1070(注釈) 無所有→無一物、何も存在しないことをいう。ここでは無所有処定を意味している。ただし注釈が書かれた時にはすでに四無色定の観念が成立していたから、ブッダは無所有処定からさらに非想非非想定に入り、さらにそれを出て、より高い境地に入ったと説明している。しかし、これは明らかに原文からそれた説明である。諸々の疑惑を離れ→諸々の談論を離れと訳することもできる。ニルヴァーナというものは固定した境地ではなくて、〈動くもの〉である。前掲の「妄執の消滅を昼夜に観ぜよ」という文章を解釈して、ブッダゴーサは「昼夜にニルヴァーナを盛んならしめて、観世よ」という(あるいは「ニルヴァーナを消滅させるものとなして」とも訳し得る)。われわれが、ホッとくつろいだときには、その安らぎの境地を増大させることができる。

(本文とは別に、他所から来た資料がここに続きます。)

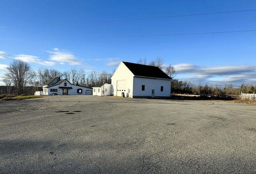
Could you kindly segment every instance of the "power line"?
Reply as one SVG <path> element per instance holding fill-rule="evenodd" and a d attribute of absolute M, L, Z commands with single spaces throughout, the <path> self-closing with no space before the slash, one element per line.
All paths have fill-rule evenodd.
<path fill-rule="evenodd" d="M 13 60 L 14 61 L 19 61 L 18 60 L 10 58 L 10 57 L 6 57 L 6 56 L 3 56 L 3 55 L 0 55 L 0 56 L 2 56 L 2 57 L 4 57 L 5 58 Z M 28 63 L 28 65 L 29 65 L 31 66 L 34 66 L 34 67 L 35 67 L 36 68 L 40 68 L 40 69 L 43 69 L 44 70 L 46 70 L 45 69 L 44 69 L 42 68 L 40 68 L 40 67 L 36 66 L 34 66 L 34 65 L 30 65 L 30 64 L 29 64 Z"/>
<path fill-rule="evenodd" d="M 163 35 L 138 35 L 133 36 L 106 36 L 102 37 L 66 37 L 60 38 L 32 38 L 32 39 L 0 39 L 0 40 L 64 40 L 64 39 L 100 39 L 100 38 L 124 38 L 124 37 L 158 37 L 158 36 L 169 36 L 174 35 L 195 35 L 201 34 L 217 34 L 222 33 L 240 33 L 246 32 L 256 31 L 256 30 L 242 30 L 242 31 L 219 31 L 219 32 L 211 32 L 205 33 L 180 33 L 180 34 L 166 34 Z"/>
<path fill-rule="evenodd" d="M 201 13 L 198 14 L 190 14 L 187 15 L 176 15 L 176 16 L 159 16 L 156 17 L 151 17 L 151 18 L 134 18 L 134 19 L 123 19 L 119 20 L 110 20 L 108 21 L 96 21 L 92 22 L 73 22 L 69 23 L 48 23 L 42 25 L 13 25 L 9 26 L 1 26 L 0 28 L 8 28 L 10 27 L 33 27 L 33 26 L 50 26 L 50 25 L 72 25 L 72 24 L 78 24 L 82 23 L 99 23 L 102 22 L 118 22 L 122 21 L 128 21 L 136 20 L 148 20 L 148 19 L 160 19 L 160 18 L 176 18 L 179 17 L 185 17 L 185 16 L 200 16 L 200 15 L 206 15 L 210 14 L 221 14 L 224 13 L 237 13 L 239 12 L 250 12 L 256 11 L 256 9 L 252 10 L 238 10 L 238 11 L 231 11 L 229 12 L 217 12 L 213 13 Z"/>

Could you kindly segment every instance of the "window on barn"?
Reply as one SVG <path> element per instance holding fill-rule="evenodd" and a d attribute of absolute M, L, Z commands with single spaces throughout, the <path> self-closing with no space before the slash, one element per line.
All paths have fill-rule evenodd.
<path fill-rule="evenodd" d="M 145 90 L 145 85 L 142 85 L 141 90 L 144 91 Z"/>
<path fill-rule="evenodd" d="M 164 91 L 164 86 L 161 86 L 161 91 Z"/>
<path fill-rule="evenodd" d="M 50 92 L 58 92 L 58 89 L 50 89 Z"/>

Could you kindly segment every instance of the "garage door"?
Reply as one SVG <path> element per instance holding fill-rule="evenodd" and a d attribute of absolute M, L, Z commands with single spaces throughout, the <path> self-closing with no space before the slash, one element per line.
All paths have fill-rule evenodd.
<path fill-rule="evenodd" d="M 86 90 L 85 91 L 85 95 L 92 95 L 92 90 Z"/>
<path fill-rule="evenodd" d="M 116 95 L 117 96 L 122 96 L 122 93 L 123 92 L 124 93 L 124 95 L 126 96 L 126 82 L 125 80 L 117 81 L 117 86 L 116 89 Z"/>

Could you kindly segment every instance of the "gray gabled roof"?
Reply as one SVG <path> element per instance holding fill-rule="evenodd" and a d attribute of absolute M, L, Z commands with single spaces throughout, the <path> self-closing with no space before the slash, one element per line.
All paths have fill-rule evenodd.
<path fill-rule="evenodd" d="M 158 67 L 126 62 L 123 63 L 135 76 L 172 79 Z"/>
<path fill-rule="evenodd" d="M 58 85 L 60 84 L 63 81 L 65 80 L 66 80 L 66 79 L 62 79 L 62 80 L 60 80 L 60 81 L 59 81 L 57 83 L 56 83 L 55 84 L 52 85 L 51 85 L 50 86 L 48 86 L 47 88 L 50 88 L 52 86 L 55 86 L 56 85 Z"/>
<path fill-rule="evenodd" d="M 47 81 L 45 83 L 44 83 L 44 85 L 49 85 L 49 84 L 50 84 L 50 83 L 51 82 L 52 82 L 53 80 L 54 80 L 56 78 L 57 78 L 58 77 L 54 77 L 53 78 L 52 78 L 48 80 L 47 80 Z"/>
<path fill-rule="evenodd" d="M 92 86 L 92 88 L 99 88 L 103 86 L 103 83 L 99 83 Z"/>

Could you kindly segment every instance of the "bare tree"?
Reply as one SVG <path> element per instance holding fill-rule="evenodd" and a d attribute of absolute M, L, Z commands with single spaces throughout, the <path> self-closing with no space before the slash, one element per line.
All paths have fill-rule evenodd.
<path fill-rule="evenodd" d="M 173 66 L 172 66 L 172 64 L 169 65 L 167 66 L 165 70 L 165 73 L 172 79 L 177 75 L 177 72 L 175 70 L 175 68 Z"/>
<path fill-rule="evenodd" d="M 78 81 L 78 73 L 76 68 L 71 68 L 71 80 L 72 84 L 75 84 Z"/>
<path fill-rule="evenodd" d="M 161 69 L 164 68 L 164 60 L 163 60 L 163 58 L 158 56 L 156 57 L 156 59 L 154 62 L 155 66 L 158 67 Z"/>
<path fill-rule="evenodd" d="M 10 78 L 13 82 L 18 95 L 24 94 L 26 85 L 34 75 L 30 66 L 21 60 L 14 61 L 10 63 L 4 73 L 5 77 Z"/>
<path fill-rule="evenodd" d="M 50 68 L 49 70 L 49 74 L 51 77 L 50 78 L 58 77 L 59 76 L 61 77 L 62 76 L 61 72 L 55 69 Z"/>
<path fill-rule="evenodd" d="M 65 71 L 62 73 L 62 75 L 64 78 L 65 78 L 68 80 L 69 82 L 70 81 L 70 76 L 71 73 L 69 71 Z"/>
<path fill-rule="evenodd" d="M 150 62 L 148 64 L 148 65 L 156 66 L 156 62 L 155 62 L 155 61 L 152 61 Z"/>
<path fill-rule="evenodd" d="M 85 72 L 83 68 L 81 68 L 78 72 L 77 76 L 78 84 L 85 86 L 86 80 L 85 78 Z"/>
<path fill-rule="evenodd" d="M 86 78 L 87 85 L 91 88 L 96 84 L 98 81 L 98 75 L 96 72 L 91 72 L 89 74 Z"/>
<path fill-rule="evenodd" d="M 10 76 L 8 74 L 5 74 L 4 76 L 4 79 L 3 81 L 5 83 L 6 86 L 6 92 L 8 92 L 8 94 L 10 94 L 11 90 L 11 85 L 12 85 L 12 81 L 11 79 Z"/>
<path fill-rule="evenodd" d="M 144 58 L 142 59 L 141 58 L 140 58 L 138 61 L 137 62 L 137 63 L 138 64 L 141 65 L 147 65 L 147 59 L 146 58 Z"/>

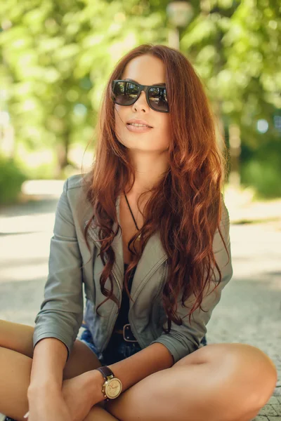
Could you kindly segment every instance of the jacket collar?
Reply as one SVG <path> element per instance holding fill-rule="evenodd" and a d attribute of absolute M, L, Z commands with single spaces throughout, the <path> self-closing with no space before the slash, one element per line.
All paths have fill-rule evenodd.
<path fill-rule="evenodd" d="M 118 222 L 120 225 L 119 209 L 120 209 L 120 198 L 121 195 L 118 196 L 116 200 L 116 208 L 117 213 Z M 89 221 L 89 220 L 88 220 Z M 88 222 L 85 222 L 85 225 Z M 113 225 L 113 230 L 117 229 L 117 223 Z M 91 239 L 94 241 L 95 245 L 100 248 L 100 241 L 98 241 L 98 228 L 96 227 L 92 221 L 89 227 L 89 234 Z M 115 237 L 112 247 L 115 253 L 115 264 L 113 267 L 113 272 L 117 276 L 118 281 L 121 286 L 123 286 L 124 280 L 124 256 L 123 256 L 123 244 L 121 231 Z M 138 286 L 152 273 L 168 258 L 168 256 L 163 248 L 160 234 L 159 232 L 155 232 L 148 241 L 145 247 L 143 250 L 140 260 L 138 264 L 136 272 L 133 277 L 133 282 L 131 288 L 131 295 L 133 297 L 134 292 L 137 290 Z"/>

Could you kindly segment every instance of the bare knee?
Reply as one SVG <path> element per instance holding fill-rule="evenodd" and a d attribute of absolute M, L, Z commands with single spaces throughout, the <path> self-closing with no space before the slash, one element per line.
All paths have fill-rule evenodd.
<path fill-rule="evenodd" d="M 63 370 L 63 380 L 71 379 L 82 373 L 100 367 L 101 365 L 96 355 L 87 345 L 76 340 Z"/>
<path fill-rule="evenodd" d="M 217 346 L 214 347 L 214 363 L 220 370 L 226 392 L 231 391 L 237 408 L 244 413 L 264 406 L 277 379 L 276 368 L 269 356 L 261 349 L 247 344 L 214 345 Z M 211 348 L 209 351 L 208 361 L 211 361 Z"/>

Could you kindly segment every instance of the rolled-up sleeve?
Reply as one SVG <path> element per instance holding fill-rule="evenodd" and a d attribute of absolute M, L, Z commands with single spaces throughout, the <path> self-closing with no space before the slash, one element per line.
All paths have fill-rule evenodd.
<path fill-rule="evenodd" d="M 51 239 L 44 300 L 35 318 L 33 348 L 41 339 L 55 338 L 67 348 L 67 359 L 83 320 L 82 258 L 72 213 L 63 185 Z"/>
<path fill-rule="evenodd" d="M 209 322 L 212 312 L 221 300 L 221 291 L 229 282 L 233 276 L 233 267 L 231 261 L 230 239 L 230 220 L 228 209 L 224 201 L 222 201 L 222 216 L 220 222 L 220 229 L 226 243 L 228 255 L 226 250 L 223 241 L 217 229 L 213 241 L 213 250 L 215 259 L 221 272 L 221 281 L 217 288 L 214 290 L 219 280 L 219 274 L 216 268 L 214 268 L 214 274 L 211 278 L 211 286 L 204 294 L 201 306 L 204 312 L 198 307 L 191 315 L 189 323 L 189 316 L 186 316 L 195 302 L 194 295 L 190 295 L 185 302 L 185 308 L 181 305 L 181 295 L 178 299 L 177 314 L 183 319 L 183 324 L 178 326 L 171 322 L 171 328 L 169 333 L 163 333 L 159 338 L 151 343 L 160 342 L 168 348 L 172 354 L 174 363 L 183 356 L 191 354 L 200 346 L 200 342 L 207 333 L 206 325 Z M 189 311 L 188 311 L 189 310 Z"/>

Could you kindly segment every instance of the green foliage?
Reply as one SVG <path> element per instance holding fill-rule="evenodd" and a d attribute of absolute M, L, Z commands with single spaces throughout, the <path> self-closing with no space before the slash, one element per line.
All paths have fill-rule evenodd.
<path fill-rule="evenodd" d="M 188 25 L 180 29 L 181 50 L 204 81 L 218 115 L 228 124 L 237 124 L 243 144 L 251 147 L 252 161 L 243 164 L 242 180 L 256 184 L 259 166 L 268 168 L 268 175 L 259 182 L 261 192 L 268 180 L 269 193 L 275 184 L 273 168 L 279 174 L 275 161 L 270 161 L 274 157 L 266 154 L 263 159 L 254 154 L 268 138 L 280 141 L 273 123 L 281 107 L 280 1 L 189 1 L 193 13 Z M 101 95 L 119 58 L 140 44 L 168 44 L 171 27 L 168 4 L 168 0 L 3 2 L 1 108 L 8 111 L 15 131 L 15 156 L 20 155 L 20 145 L 30 152 L 63 151 L 55 152 L 57 161 L 50 163 L 48 171 L 40 163 L 31 166 L 28 176 L 52 177 L 55 168 L 57 175 L 60 170 L 69 171 L 70 147 L 79 139 L 86 147 L 92 137 L 85 128 L 93 131 Z M 259 119 L 269 123 L 266 136 L 258 135 Z"/>
<path fill-rule="evenodd" d="M 259 199 L 281 196 L 281 142 L 268 142 L 257 151 L 244 151 L 241 183 L 256 189 Z"/>
<path fill-rule="evenodd" d="M 16 202 L 22 184 L 27 176 L 13 159 L 0 156 L 0 203 Z"/>

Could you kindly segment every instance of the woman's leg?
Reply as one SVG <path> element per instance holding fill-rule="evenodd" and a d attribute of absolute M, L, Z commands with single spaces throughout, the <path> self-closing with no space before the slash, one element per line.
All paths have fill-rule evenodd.
<path fill-rule="evenodd" d="M 27 392 L 32 363 L 33 332 L 32 326 L 0 320 L 0 413 L 18 421 L 26 421 L 23 415 L 28 410 Z M 93 352 L 85 344 L 76 340 L 63 370 L 63 379 L 72 378 L 100 366 Z M 116 420 L 100 406 L 97 406 L 100 409 L 93 408 L 89 417 L 93 418 L 93 411 L 98 410 L 100 421 Z M 91 417 L 86 420 L 91 421 Z"/>
<path fill-rule="evenodd" d="M 213 344 L 148 376 L 106 409 L 122 421 L 249 421 L 276 381 L 276 368 L 258 348 Z"/>

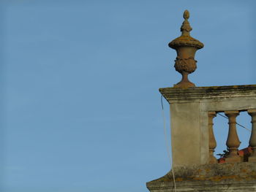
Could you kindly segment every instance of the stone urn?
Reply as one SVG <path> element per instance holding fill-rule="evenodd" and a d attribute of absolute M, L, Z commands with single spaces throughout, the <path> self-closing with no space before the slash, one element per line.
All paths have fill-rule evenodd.
<path fill-rule="evenodd" d="M 183 15 L 184 21 L 181 27 L 181 35 L 169 43 L 169 47 L 175 49 L 177 57 L 175 60 L 175 69 L 181 74 L 182 79 L 175 88 L 191 88 L 195 84 L 188 79 L 188 75 L 197 69 L 197 61 L 195 60 L 195 52 L 203 47 L 203 44 L 190 36 L 192 30 L 189 21 L 189 12 L 186 10 Z"/>

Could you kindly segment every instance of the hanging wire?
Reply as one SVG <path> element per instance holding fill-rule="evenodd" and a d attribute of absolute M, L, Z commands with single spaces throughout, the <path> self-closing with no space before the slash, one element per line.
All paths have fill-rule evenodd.
<path fill-rule="evenodd" d="M 175 192 L 177 192 L 176 183 L 175 181 L 175 175 L 174 175 L 173 166 L 173 164 L 172 164 L 172 158 L 171 158 L 170 154 L 168 139 L 167 139 L 167 137 L 166 120 L 165 120 L 165 115 L 164 105 L 163 105 L 163 103 L 162 103 L 162 95 L 161 95 L 161 106 L 162 106 L 162 119 L 163 119 L 163 121 L 164 121 L 164 133 L 165 133 L 165 137 L 166 149 L 167 149 L 167 153 L 168 158 L 169 158 L 169 160 L 170 160 L 171 171 L 172 171 L 172 173 L 173 173 L 173 183 L 174 183 L 174 190 L 175 190 Z"/>
<path fill-rule="evenodd" d="M 226 116 L 224 116 L 224 115 L 222 115 L 222 114 L 219 114 L 219 112 L 217 112 L 217 115 L 220 115 L 220 116 L 222 116 L 222 117 L 223 117 L 223 118 L 226 118 L 226 119 L 228 119 L 228 118 L 227 118 Z M 241 126 L 241 127 L 242 127 L 242 128 L 244 128 L 246 129 L 248 131 L 252 132 L 251 130 L 249 130 L 249 128 L 246 128 L 245 126 L 243 126 L 242 125 L 241 125 L 241 124 L 239 124 L 239 123 L 236 123 L 236 124 L 237 124 L 238 126 Z"/>

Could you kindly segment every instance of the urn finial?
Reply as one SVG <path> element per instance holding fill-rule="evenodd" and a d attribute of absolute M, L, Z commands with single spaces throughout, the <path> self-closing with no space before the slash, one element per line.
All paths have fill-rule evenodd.
<path fill-rule="evenodd" d="M 192 30 L 188 19 L 189 12 L 185 10 L 183 14 L 184 21 L 181 27 L 181 35 L 169 43 L 169 47 L 175 49 L 177 57 L 175 60 L 176 70 L 182 74 L 181 82 L 174 85 L 175 88 L 195 87 L 195 84 L 188 79 L 188 75 L 197 69 L 197 61 L 195 60 L 195 52 L 203 47 L 203 44 L 190 36 Z"/>

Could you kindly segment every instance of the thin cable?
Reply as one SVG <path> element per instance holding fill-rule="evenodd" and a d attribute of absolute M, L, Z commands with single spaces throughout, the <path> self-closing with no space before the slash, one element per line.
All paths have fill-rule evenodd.
<path fill-rule="evenodd" d="M 217 115 L 220 115 L 220 116 L 222 116 L 222 117 L 223 117 L 223 118 L 225 118 L 226 119 L 228 119 L 228 118 L 227 118 L 226 116 L 222 115 L 222 114 L 219 114 L 219 112 L 217 112 Z M 242 127 L 242 128 L 244 128 L 246 129 L 247 131 L 252 132 L 251 130 L 249 130 L 249 128 L 246 128 L 245 126 L 243 126 L 242 125 L 241 125 L 241 124 L 239 124 L 239 123 L 236 123 L 236 124 L 237 124 L 238 126 L 241 126 L 241 127 Z"/>
<path fill-rule="evenodd" d="M 170 168 L 171 168 L 172 173 L 173 173 L 173 183 L 174 183 L 174 190 L 175 190 L 175 192 L 177 192 L 176 183 L 175 181 L 175 175 L 174 175 L 173 166 L 172 159 L 170 158 L 170 154 L 168 139 L 167 138 L 166 120 L 165 120 L 165 115 L 164 105 L 162 104 L 162 95 L 161 95 L 161 105 L 162 105 L 162 118 L 163 118 L 163 121 L 164 121 L 164 132 L 165 132 L 165 145 L 166 145 L 166 148 L 167 148 L 167 155 L 168 155 L 168 157 L 169 157 L 170 164 Z"/>

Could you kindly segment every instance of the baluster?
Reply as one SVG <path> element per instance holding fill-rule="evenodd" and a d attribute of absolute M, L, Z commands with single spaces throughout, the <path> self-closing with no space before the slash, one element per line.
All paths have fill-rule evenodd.
<path fill-rule="evenodd" d="M 248 110 L 247 112 L 252 117 L 252 134 L 249 145 L 252 149 L 252 153 L 249 157 L 248 161 L 256 162 L 256 110 Z"/>
<path fill-rule="evenodd" d="M 214 118 L 216 117 L 215 112 L 208 112 L 208 131 L 209 131 L 209 164 L 216 164 L 217 160 L 214 155 L 214 149 L 217 146 L 213 126 L 214 126 Z"/>
<path fill-rule="evenodd" d="M 227 139 L 227 146 L 229 154 L 225 159 L 227 163 L 241 162 L 241 159 L 238 154 L 238 148 L 240 145 L 240 141 L 236 132 L 236 116 L 239 115 L 239 111 L 225 111 L 225 114 L 228 117 L 228 136 Z"/>

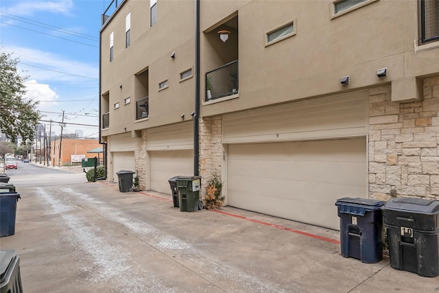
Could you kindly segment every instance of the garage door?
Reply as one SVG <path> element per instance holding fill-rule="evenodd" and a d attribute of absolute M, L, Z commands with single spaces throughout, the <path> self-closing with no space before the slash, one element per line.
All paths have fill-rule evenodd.
<path fill-rule="evenodd" d="M 136 172 L 134 152 L 112 152 L 113 181 L 118 182 L 117 174 L 120 170 Z"/>
<path fill-rule="evenodd" d="M 170 195 L 169 178 L 193 174 L 192 150 L 150 152 L 150 159 L 151 189 L 155 191 Z"/>
<path fill-rule="evenodd" d="M 366 138 L 228 145 L 228 204 L 339 229 L 335 202 L 367 198 Z"/>

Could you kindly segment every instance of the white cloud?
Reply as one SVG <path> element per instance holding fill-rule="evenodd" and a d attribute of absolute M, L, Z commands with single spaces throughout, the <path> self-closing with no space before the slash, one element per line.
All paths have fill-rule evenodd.
<path fill-rule="evenodd" d="M 73 7 L 72 0 L 17 1 L 5 9 L 5 12 L 14 15 L 29 16 L 41 12 L 69 14 Z"/>
<path fill-rule="evenodd" d="M 32 101 L 40 101 L 39 108 L 52 107 L 56 105 L 59 96 L 50 89 L 49 84 L 38 84 L 36 80 L 29 80 L 26 86 L 25 97 Z"/>
<path fill-rule="evenodd" d="M 33 80 L 97 83 L 97 65 L 73 60 L 32 48 L 8 46 L 5 49 L 7 49 L 3 51 L 13 53 L 13 58 L 19 58 L 18 67 L 24 71 L 23 75 Z"/>

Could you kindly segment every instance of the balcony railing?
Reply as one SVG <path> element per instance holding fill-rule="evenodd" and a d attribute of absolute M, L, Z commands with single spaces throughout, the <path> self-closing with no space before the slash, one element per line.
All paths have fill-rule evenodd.
<path fill-rule="evenodd" d="M 150 114 L 148 97 L 136 102 L 136 120 L 147 118 Z"/>
<path fill-rule="evenodd" d="M 439 1 L 420 1 L 421 43 L 439 40 Z"/>
<path fill-rule="evenodd" d="M 109 127 L 110 127 L 110 113 L 108 113 L 102 115 L 102 128 L 108 128 Z"/>
<path fill-rule="evenodd" d="M 238 93 L 238 60 L 232 61 L 206 73 L 206 100 Z"/>

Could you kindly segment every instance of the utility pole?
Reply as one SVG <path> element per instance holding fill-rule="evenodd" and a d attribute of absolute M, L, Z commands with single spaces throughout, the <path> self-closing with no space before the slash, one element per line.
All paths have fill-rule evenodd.
<path fill-rule="evenodd" d="M 50 161 L 52 161 L 52 158 L 51 158 L 51 148 L 52 147 L 51 145 L 51 137 L 50 136 L 51 135 L 51 132 L 52 132 L 52 119 L 50 119 L 50 126 L 49 127 L 49 156 L 48 156 L 48 159 L 47 159 L 47 167 L 50 166 Z M 52 161 L 53 162 L 53 161 Z M 54 164 L 55 165 L 55 164 Z"/>
<path fill-rule="evenodd" d="M 60 137 L 60 156 L 58 158 L 58 166 L 61 167 L 61 146 L 62 145 L 62 126 L 64 125 L 64 110 L 62 110 L 62 122 L 61 122 L 61 137 Z"/>

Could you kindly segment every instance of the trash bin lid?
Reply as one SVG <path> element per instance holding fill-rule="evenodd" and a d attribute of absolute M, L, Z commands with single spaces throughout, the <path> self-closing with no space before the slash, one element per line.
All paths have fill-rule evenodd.
<path fill-rule="evenodd" d="M 3 283 L 3 278 L 6 274 L 5 273 L 8 270 L 8 267 L 9 267 L 11 261 L 12 261 L 14 257 L 15 257 L 15 250 L 10 249 L 0 250 L 0 275 L 1 275 L 0 283 Z"/>
<path fill-rule="evenodd" d="M 176 176 L 175 177 L 170 178 L 169 179 L 168 179 L 168 182 L 169 182 L 169 183 L 176 182 L 178 177 L 182 177 L 182 176 Z"/>
<path fill-rule="evenodd" d="M 339 198 L 335 202 L 335 205 L 339 204 L 360 204 L 366 206 L 365 207 L 381 207 L 384 204 L 385 202 L 383 200 L 372 200 L 369 198 Z"/>
<path fill-rule="evenodd" d="M 439 213 L 439 200 L 414 198 L 391 198 L 381 207 L 383 210 L 413 211 L 416 213 Z"/>
<path fill-rule="evenodd" d="M 133 172 L 132 171 L 128 171 L 128 170 L 120 170 L 116 172 L 117 174 L 134 174 L 134 172 Z"/>

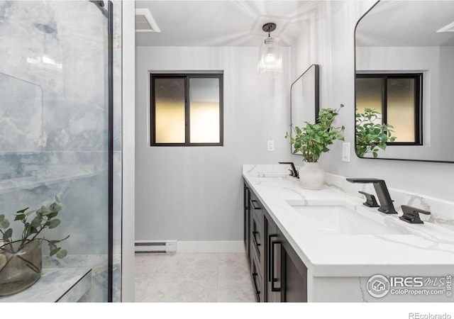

それと同時にニルヴァーナを栄えさせ、増大させるか、あるいは少なくとも作り出すことができるものだと解していたのである。
1071(注釈) 想いからの解脱→七等至のうちで最上のものである無所有処定をいう。さらに、ブッダゴーサは、それを梵天の世界と同一視している。この原語を「想念のみ在する解脱」と訳することも、語学的には可能である。この解釈は、説一切有部や大乗仏教一般の教義学とは明らかに相違している(これらの学派の教義によると、梵天の世界は色界に属し、識無辺処や無所有処は無色界に属する)。この相違の示すことは、ブッダゴーサも説一切有部も、最初期の仏教の思想をそのままには伝えていない、ということである。ともかく無所有処には想念はないはずである。だからいずれにもせよ「想いからの解脱」と解する方が適当であろう。
1072(注釈) インドは暑熱の国である。樹蔭の涼しいところに休むのが理想であった。だから解脱のことを「清涼」と称するのである。